Homological Algebra (MAST90068)

Homological algebra is a set of tools designed to linearise problems from geometry and topology, algebra, mathematical physics, and other areas of mathematics. This subject provides an introduction to this fascinating field as well as to basic notions of category theory. 

The subject covers categories, functors, limits and colimits, adjoint pairs, and abelian categories; chain complexes and homology, chain maps and chain homotopies, resolutions, and derived functors; the functors Hom and tensor product and their derived functors.

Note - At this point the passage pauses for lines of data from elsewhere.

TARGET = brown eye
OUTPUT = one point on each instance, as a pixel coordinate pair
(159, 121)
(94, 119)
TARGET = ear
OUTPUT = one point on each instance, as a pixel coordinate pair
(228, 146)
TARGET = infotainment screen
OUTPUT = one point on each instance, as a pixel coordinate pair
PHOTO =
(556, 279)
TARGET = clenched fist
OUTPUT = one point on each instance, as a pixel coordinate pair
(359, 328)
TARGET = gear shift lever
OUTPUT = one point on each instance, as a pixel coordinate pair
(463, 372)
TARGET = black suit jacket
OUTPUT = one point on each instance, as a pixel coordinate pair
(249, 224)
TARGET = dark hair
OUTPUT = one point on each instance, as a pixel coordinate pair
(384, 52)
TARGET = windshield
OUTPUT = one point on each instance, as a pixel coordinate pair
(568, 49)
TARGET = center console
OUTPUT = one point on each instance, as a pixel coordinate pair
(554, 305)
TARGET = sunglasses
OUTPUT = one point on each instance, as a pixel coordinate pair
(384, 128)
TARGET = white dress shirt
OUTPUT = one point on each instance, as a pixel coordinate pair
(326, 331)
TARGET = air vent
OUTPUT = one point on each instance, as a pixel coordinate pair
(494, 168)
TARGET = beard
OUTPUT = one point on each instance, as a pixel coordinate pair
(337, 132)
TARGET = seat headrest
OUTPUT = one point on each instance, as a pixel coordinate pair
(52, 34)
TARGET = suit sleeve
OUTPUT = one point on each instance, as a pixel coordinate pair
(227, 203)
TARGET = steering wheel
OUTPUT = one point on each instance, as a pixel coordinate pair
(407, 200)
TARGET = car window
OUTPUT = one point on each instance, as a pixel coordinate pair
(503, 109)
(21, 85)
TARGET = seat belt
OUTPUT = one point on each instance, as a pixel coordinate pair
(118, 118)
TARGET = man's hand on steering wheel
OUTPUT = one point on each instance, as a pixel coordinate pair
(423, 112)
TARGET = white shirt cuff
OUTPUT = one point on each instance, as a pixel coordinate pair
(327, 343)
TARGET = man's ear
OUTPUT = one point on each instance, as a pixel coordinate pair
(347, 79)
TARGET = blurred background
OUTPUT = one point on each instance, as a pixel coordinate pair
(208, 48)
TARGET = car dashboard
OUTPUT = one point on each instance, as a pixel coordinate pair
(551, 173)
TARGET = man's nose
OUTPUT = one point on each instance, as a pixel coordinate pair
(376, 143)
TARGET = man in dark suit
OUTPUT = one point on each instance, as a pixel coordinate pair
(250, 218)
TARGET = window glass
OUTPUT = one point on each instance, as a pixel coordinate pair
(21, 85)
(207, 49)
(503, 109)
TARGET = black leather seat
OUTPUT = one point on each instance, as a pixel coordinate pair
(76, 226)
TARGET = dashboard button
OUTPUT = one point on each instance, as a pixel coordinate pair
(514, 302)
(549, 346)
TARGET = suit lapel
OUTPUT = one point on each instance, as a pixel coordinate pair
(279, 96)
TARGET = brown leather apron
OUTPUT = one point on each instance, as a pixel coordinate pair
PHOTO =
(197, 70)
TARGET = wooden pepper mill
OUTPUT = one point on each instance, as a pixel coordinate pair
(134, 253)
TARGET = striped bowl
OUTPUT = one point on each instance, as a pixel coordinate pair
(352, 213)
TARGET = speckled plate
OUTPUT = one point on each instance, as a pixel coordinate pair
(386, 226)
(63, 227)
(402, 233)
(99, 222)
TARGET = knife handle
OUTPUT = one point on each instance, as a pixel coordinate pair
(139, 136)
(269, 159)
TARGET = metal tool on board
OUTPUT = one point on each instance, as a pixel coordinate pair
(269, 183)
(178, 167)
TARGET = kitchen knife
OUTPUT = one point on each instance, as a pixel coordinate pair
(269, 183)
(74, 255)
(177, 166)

Intended learning outcomes

• illustrate core definitions in category theory and homological algebra, including categories and functors, chain complexes and their maps, and derived functors, by providing and analysing examples;
• construct and compute resolutions and derived functors;
• explain the proofs of important results in homological algebra and identify their core ideas and techniques;
• independently find and write proofs of simple results in category theory and homological algebra.

Generic skills

• problem-solving skills: the ability to engage with unfamiliar problems and identify relevant solution strategies;
• analytical skills: the ability to construct and express logical arguments and to work in abstract or general terms to increase the clarity and efficiency of analysis;
• collaborative skills: the ability to work in a team;
• time-management skills: the ability to meet regular deadlines while balancing competing commitments.